Project Spotlight: Kid Wind
Once a year, children from the Bristol-Warren Regional School District come to Roger Williams University to take part in a project known as Kid Wind. Here, the students are able to learn about renewable energy sources while building and testing wind turbines made from recycled materials.
They are not doing this alone, however. This program is made possible by the RWU Campaign for Civic Scholars as well as the TPI Composites of Warren, Rhode Island. RWU students in Professor Li-Ling Yang’s education class and Professor Majia Benitz’s engineering class will be partners for this event as well. This provides them with real-life experience in their field of study as they not only teach the younger generation about alternative energy, but they learn how to engineer and build wind turbines that work efficiently. “This project is about more than just supporting the need for engineering education in local classrooms,” said Professor Maija Benitz during last year’s event, “It deepens our RWU students learning through experiential, hands-on community engagement.” In order to make sure that the children understand the material being presented to them, both the education and engineering students must come together to create a lesson plan that is grade-level appropriate and meets the Next Generation Science Standards (NGSS).

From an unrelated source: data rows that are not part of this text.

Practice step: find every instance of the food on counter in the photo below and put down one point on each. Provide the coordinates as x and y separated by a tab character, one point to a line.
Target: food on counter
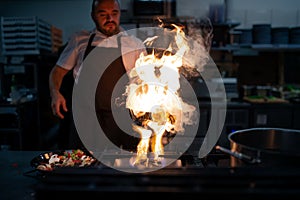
70	158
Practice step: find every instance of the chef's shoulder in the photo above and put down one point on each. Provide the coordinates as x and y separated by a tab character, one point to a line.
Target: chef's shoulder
132	41
80	36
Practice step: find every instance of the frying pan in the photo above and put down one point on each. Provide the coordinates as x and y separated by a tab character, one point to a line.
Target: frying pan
264	147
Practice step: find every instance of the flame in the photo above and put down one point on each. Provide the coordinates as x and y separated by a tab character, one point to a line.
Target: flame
153	96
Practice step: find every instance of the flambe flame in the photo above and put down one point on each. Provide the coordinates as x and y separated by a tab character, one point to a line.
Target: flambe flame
153	96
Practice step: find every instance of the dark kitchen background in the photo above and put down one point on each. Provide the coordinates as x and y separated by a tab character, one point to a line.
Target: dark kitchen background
256	47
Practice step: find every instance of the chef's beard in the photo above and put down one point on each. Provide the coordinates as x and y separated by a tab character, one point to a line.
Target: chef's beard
110	31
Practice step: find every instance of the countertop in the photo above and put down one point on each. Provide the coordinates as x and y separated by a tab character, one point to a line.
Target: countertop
18	181
14	184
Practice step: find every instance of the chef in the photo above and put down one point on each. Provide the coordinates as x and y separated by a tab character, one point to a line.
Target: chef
110	38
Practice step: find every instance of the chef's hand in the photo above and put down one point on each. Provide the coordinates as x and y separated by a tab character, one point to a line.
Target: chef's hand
58	102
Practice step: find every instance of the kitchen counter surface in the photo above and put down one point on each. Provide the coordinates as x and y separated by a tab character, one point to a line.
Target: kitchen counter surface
14	184
18	181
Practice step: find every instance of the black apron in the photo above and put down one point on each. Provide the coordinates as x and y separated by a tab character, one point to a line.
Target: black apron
103	96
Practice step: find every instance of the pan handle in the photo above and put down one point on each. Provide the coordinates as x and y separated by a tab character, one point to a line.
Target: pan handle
239	155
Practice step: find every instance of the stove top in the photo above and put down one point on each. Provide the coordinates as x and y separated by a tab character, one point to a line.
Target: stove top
188	177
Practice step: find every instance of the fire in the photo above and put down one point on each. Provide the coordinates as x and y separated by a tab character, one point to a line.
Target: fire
154	100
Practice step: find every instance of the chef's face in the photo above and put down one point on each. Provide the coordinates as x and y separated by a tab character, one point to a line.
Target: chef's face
106	15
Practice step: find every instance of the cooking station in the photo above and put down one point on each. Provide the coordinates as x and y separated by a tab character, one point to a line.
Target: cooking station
187	177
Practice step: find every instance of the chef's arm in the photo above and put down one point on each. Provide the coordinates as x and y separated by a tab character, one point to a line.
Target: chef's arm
58	101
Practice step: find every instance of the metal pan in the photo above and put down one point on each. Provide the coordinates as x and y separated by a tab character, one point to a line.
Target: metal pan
264	147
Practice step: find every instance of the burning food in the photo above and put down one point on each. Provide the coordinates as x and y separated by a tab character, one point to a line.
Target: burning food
72	158
154	99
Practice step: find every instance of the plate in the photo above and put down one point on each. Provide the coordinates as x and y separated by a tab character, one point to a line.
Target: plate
75	158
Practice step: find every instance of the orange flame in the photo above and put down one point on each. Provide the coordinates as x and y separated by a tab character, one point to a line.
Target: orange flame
154	89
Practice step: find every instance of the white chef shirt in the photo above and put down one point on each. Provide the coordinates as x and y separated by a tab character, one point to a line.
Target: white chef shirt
72	55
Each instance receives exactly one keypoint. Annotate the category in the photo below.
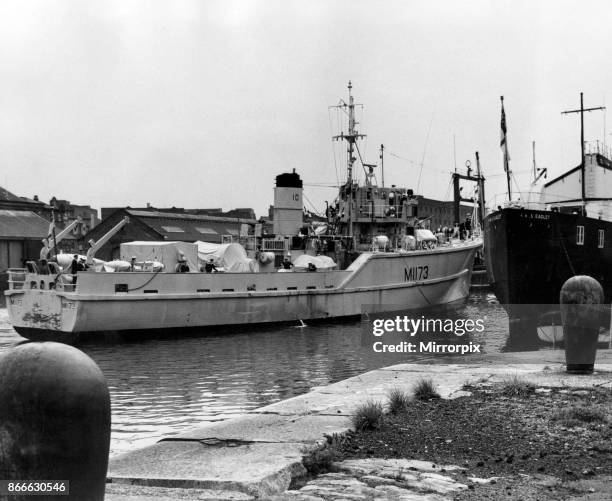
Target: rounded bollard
(54, 420)
(580, 298)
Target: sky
(200, 104)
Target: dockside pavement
(259, 454)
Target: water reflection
(161, 387)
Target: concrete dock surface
(257, 455)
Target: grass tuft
(517, 387)
(320, 461)
(399, 401)
(424, 389)
(577, 415)
(368, 416)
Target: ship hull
(530, 254)
(374, 282)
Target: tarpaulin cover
(321, 262)
(422, 234)
(230, 257)
(166, 253)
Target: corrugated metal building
(155, 226)
(21, 234)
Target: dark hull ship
(532, 248)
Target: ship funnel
(288, 205)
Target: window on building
(173, 229)
(207, 231)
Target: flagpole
(504, 146)
(54, 240)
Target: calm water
(163, 387)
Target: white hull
(374, 282)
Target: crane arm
(95, 246)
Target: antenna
(582, 160)
(382, 164)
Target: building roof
(7, 195)
(22, 224)
(188, 227)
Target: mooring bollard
(54, 422)
(580, 297)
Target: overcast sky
(201, 104)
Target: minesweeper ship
(387, 263)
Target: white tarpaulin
(426, 235)
(65, 261)
(166, 253)
(321, 262)
(230, 257)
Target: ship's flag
(503, 142)
(51, 230)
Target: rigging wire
(331, 130)
(424, 152)
(312, 205)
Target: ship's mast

In late January, the fourth and fifth-grade teachers of the Bristol Warren Regional School District came to RWU to partake in a day-long interactive workshop. They were introduced to the engineering design and wind energy curriculum that Roger Williams students will begin to implement later in the semester.
Currently, the engineering and education students at RWU are working in small teams to create and present their first lessons for the fourth-grade classrooms in the district. Toward the end of the project, each of the teams will have presented five lessons covering both wind energy and the engineering design process. The last three lessons will focus more on the children working in small teams to design, build, and test their own model-scale wind turbines. “In the meantime, my engineering students have each chosen a unique site in the ocean where they will analyze measured wind speeds and then design a full-scale offshore wind turbine by writing their own computer code,” says Professor Benitz. “I’m looking forward to learning about each student’s site and unique wind turbine design!”
The Kid Wind event is scheduled to take place on Friday, May 1, 2020. We are looking forward to what the students have designed this year, and are excited to teach them more about engineering design!